Ziauddin admits he’d like to return to Pakistan and work within the community he grew up, saying he never imagined he’d end up in the UK.  He said that option, for now, is “suspended” and that he’s only travelled back to Pakistan once since Malala was attacked.

He concluded by saying: “With that option suspended, this is a great opportunity that we are working for the education for girls globally.”

Inspirational words and more information

Hearing Ziauddin’s words was very inspiring. He and his family have been through so much and yet they have done so much for the world, especially promoting girl’s education.

I was genuinely touched at how much time and thought Ziauddin put into answering my questions. I was also fascinated to learn more about the work of the Malala fund. It’s a cause all right thinking people should support.

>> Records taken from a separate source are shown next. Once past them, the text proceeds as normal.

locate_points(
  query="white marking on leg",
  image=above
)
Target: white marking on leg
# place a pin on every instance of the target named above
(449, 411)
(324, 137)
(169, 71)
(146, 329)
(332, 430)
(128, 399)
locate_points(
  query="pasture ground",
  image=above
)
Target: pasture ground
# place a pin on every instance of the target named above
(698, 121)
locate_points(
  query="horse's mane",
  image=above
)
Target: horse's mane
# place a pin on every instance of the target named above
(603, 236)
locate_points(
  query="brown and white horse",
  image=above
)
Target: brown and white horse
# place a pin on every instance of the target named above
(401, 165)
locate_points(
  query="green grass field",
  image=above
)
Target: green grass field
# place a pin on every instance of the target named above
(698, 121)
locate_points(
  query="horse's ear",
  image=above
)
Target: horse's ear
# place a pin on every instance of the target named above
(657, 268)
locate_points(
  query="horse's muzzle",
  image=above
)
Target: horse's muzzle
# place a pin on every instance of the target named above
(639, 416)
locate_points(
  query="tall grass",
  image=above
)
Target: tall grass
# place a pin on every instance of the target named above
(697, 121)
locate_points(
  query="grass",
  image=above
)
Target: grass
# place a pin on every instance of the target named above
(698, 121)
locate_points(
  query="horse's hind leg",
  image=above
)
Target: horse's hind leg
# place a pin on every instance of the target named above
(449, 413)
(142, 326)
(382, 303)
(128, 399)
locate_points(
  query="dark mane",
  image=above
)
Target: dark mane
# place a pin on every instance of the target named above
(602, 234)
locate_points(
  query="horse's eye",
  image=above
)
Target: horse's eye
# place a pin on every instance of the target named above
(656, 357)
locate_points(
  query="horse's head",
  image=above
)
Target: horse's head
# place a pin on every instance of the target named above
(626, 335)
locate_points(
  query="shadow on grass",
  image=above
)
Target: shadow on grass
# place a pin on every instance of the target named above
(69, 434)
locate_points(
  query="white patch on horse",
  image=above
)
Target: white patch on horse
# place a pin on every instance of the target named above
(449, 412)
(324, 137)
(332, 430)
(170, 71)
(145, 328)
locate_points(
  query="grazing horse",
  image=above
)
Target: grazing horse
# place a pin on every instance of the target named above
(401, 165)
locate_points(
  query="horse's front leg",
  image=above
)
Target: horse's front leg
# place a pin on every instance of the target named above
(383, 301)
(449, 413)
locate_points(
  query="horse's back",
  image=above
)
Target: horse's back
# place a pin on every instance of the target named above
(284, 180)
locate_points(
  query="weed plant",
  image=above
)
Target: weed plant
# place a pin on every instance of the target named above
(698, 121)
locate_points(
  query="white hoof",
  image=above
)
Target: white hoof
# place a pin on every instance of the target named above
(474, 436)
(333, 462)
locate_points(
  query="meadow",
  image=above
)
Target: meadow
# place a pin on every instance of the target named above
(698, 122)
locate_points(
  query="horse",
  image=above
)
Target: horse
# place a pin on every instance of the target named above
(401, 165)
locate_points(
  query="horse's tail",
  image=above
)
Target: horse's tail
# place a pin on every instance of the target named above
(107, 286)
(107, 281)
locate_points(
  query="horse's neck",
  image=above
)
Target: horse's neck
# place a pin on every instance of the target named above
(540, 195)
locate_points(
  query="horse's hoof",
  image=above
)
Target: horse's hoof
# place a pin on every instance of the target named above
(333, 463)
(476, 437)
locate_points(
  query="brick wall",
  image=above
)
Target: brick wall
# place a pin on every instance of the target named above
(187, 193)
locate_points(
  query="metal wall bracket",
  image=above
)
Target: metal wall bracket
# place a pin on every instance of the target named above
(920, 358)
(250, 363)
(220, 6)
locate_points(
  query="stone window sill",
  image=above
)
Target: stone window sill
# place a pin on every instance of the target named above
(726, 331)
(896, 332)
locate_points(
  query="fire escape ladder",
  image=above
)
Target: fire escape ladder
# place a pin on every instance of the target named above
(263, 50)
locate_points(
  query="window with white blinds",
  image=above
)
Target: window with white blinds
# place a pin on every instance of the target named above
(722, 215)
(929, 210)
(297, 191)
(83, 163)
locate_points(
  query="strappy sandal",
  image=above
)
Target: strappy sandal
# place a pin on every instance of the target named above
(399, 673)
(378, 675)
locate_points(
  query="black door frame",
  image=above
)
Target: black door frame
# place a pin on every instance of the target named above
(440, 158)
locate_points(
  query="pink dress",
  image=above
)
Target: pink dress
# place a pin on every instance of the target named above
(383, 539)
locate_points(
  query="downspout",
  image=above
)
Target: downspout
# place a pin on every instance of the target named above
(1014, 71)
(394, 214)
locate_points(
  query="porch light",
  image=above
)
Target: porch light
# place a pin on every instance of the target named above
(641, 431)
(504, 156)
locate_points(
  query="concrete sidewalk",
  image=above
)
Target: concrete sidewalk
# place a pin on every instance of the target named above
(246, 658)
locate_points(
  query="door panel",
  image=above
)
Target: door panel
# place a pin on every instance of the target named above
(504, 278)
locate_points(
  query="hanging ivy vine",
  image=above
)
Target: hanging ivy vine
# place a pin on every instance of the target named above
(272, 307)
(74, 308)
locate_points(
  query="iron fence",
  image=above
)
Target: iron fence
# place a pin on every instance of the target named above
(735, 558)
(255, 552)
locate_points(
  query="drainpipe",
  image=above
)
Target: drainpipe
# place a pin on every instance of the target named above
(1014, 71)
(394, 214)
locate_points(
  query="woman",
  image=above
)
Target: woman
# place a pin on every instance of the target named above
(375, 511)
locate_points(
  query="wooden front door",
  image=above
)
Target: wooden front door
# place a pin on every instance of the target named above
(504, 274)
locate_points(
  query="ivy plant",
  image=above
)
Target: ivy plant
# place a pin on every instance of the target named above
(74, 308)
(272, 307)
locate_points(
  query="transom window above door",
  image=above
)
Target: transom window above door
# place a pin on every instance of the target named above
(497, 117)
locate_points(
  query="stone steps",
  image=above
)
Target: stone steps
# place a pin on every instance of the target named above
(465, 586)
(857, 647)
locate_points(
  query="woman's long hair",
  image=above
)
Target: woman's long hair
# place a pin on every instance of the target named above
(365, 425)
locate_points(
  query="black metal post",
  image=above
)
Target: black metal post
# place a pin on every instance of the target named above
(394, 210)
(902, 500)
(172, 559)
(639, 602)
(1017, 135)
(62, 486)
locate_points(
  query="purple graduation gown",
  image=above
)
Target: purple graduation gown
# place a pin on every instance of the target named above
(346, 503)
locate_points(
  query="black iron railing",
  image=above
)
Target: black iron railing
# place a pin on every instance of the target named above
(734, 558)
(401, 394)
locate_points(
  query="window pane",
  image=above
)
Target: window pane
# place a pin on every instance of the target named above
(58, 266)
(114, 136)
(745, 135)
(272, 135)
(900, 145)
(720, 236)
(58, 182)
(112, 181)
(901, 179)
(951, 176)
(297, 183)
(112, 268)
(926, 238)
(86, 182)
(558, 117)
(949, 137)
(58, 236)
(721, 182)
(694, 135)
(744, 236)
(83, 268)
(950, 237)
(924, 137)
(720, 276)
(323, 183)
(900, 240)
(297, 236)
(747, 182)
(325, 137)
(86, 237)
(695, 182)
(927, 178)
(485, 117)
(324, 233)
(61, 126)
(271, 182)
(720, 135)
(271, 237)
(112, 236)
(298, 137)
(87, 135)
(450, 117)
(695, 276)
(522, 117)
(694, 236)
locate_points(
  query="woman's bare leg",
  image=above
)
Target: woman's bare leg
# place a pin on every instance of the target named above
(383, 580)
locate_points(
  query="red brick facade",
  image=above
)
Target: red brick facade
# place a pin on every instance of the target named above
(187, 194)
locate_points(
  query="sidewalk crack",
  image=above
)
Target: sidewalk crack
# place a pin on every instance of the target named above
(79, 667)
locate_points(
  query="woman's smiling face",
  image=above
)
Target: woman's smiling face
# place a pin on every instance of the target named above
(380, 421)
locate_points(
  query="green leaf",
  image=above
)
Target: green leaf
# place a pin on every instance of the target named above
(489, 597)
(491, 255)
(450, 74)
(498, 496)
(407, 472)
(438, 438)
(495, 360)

More information about the Mala Fund is available online. You can also donate to its amazing work on the website. The film He Named me Malala is available to view on Amazon and Netflix. Let Her Fly is available to buy from all good bookstores, plus from Amazon.

4 thoughts on “Q&A with Ziauddin Yousafzai, education activist & father to Malala”

  1. Wow, this is incredible. What an inspiring family. We all have so much to learn from them about the difference one person can make to the whole world. I was aware of the Malala foundation but I had no idea how many countries they were working in or what a huge difference they were making. Thanks for raising awareness of it John.
    Nat.x

    1. Yes, inspiring is the word. Despite all the problems we have in the UK, Ziauddin has made me realise how lucky we are. Dealing with the Taliban must have been awful. That aside, at least out kids do have access to 12 years of free, safe, quality education. Think of those kids in the Zatarra camp. What future do they have?

  2. What a moving piece. I’ve often wondered about Malala’s parents. She did so much at such a young age, that I thought there must be an incredible, supportive family behind her – and I was right. It must have cost her father a lot to stand against the patriarchy. The story about the family tree made me smile! Thanks so much for sharing this with us.

    1. Thanks Nell, it is a very touching article isn’t it? Like you, I was in the dark about Malala’s family but having spoken to Ziauddin I can see they are all formidable characters. They are doing such amazing work with the Malala Fund and it was a real joy to speak with Ziauddin. It was great to read about how he fought for equality from such a young age and fascinating, if troubling, to her of how he and his family were forced to live under the Taliban.